The Global Social Change Research Project is a project devoted to bringing a clear understanding to the general public about social change. They have reports about social, political, economic, demographic and technological change throughout the world.

== History of the project ==

This project was started shortly before 2000. Since the project started producing reports, their reports have been cited in a wide variety of academic topics, such as general global social and economic transformation, economic inequality, macromarketing, gender and rural development, organizational change, capitalism, tourism, economic growth, urban sustainability, regionalism and policy and especially in the area of quality of life.

In addition to producing social change reports, staff from the project have written on applied sociology throughout the world, conducted research about China, and reviewed books on various topics such as applied statistics for public policy, democracy and governance and history.

Reports from the project have been cited by a number of texts and studies, such as a course on sustainable development, a chapter in a book on transnational education, a chapter in a book on demographic changes and tourism, and a paper on political regimes and education.

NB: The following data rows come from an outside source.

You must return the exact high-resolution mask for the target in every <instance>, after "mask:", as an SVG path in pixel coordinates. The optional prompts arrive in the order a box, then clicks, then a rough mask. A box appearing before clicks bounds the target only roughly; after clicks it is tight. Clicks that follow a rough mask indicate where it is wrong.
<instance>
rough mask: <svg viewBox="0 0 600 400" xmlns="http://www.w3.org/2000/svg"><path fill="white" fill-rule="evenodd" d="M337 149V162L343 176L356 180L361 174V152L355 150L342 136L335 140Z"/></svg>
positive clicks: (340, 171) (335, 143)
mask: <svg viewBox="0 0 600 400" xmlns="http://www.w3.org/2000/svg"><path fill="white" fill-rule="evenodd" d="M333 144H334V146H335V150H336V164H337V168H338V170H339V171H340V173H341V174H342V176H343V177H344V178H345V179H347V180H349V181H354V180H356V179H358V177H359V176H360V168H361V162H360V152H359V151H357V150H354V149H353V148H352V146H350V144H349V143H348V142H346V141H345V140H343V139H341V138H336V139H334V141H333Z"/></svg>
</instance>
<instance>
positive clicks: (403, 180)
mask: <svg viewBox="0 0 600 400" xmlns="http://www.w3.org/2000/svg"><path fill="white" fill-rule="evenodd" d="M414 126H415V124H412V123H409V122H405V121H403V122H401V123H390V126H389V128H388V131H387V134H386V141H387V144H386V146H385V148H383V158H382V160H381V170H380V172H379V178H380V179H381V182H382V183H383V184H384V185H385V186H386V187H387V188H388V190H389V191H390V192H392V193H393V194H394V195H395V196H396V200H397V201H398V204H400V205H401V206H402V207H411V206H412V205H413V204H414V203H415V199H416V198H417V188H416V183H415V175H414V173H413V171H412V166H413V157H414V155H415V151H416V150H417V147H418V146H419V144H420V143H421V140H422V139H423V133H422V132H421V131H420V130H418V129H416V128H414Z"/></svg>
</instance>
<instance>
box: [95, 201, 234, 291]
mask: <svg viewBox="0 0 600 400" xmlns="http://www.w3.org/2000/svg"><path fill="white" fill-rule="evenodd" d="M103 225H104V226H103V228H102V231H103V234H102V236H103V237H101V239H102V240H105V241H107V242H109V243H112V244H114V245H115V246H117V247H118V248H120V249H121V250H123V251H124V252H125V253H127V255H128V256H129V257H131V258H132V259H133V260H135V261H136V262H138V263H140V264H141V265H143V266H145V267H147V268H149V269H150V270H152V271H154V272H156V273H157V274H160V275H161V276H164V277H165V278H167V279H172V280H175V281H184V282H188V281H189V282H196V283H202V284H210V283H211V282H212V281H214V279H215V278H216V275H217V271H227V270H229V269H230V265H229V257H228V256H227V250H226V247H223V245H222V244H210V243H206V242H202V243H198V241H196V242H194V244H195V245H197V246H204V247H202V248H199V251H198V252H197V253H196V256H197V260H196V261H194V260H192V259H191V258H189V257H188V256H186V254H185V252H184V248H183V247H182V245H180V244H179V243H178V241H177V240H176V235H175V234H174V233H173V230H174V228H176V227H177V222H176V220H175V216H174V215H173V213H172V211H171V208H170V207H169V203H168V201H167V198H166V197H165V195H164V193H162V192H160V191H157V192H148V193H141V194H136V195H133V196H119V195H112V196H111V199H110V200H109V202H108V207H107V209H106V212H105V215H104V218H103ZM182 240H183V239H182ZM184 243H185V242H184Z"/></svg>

== Major areas of study ==

Some of the major reports from the study describe available indicators on the web to measure quality of life or progress of the world. Reports in 2011 showed that world population growth was slowing, and that inequality in infant mortality rates between developing and developed countries was declining, mainly because infant mortality rates among developed countries had become very low, and so stopped declining.

== Reports ==

One of the main conclusions from the population trend reports is that from 1950 to 2010, the distribution of world population changed significantly. The largest change was that Africa and Latin America and the Caribbean increased from 17.3% to 25% of the world population while Northern America and Europe declined from 22.7% to 12.4%. Asia changed little, only increasing from 60% of world population to 63%.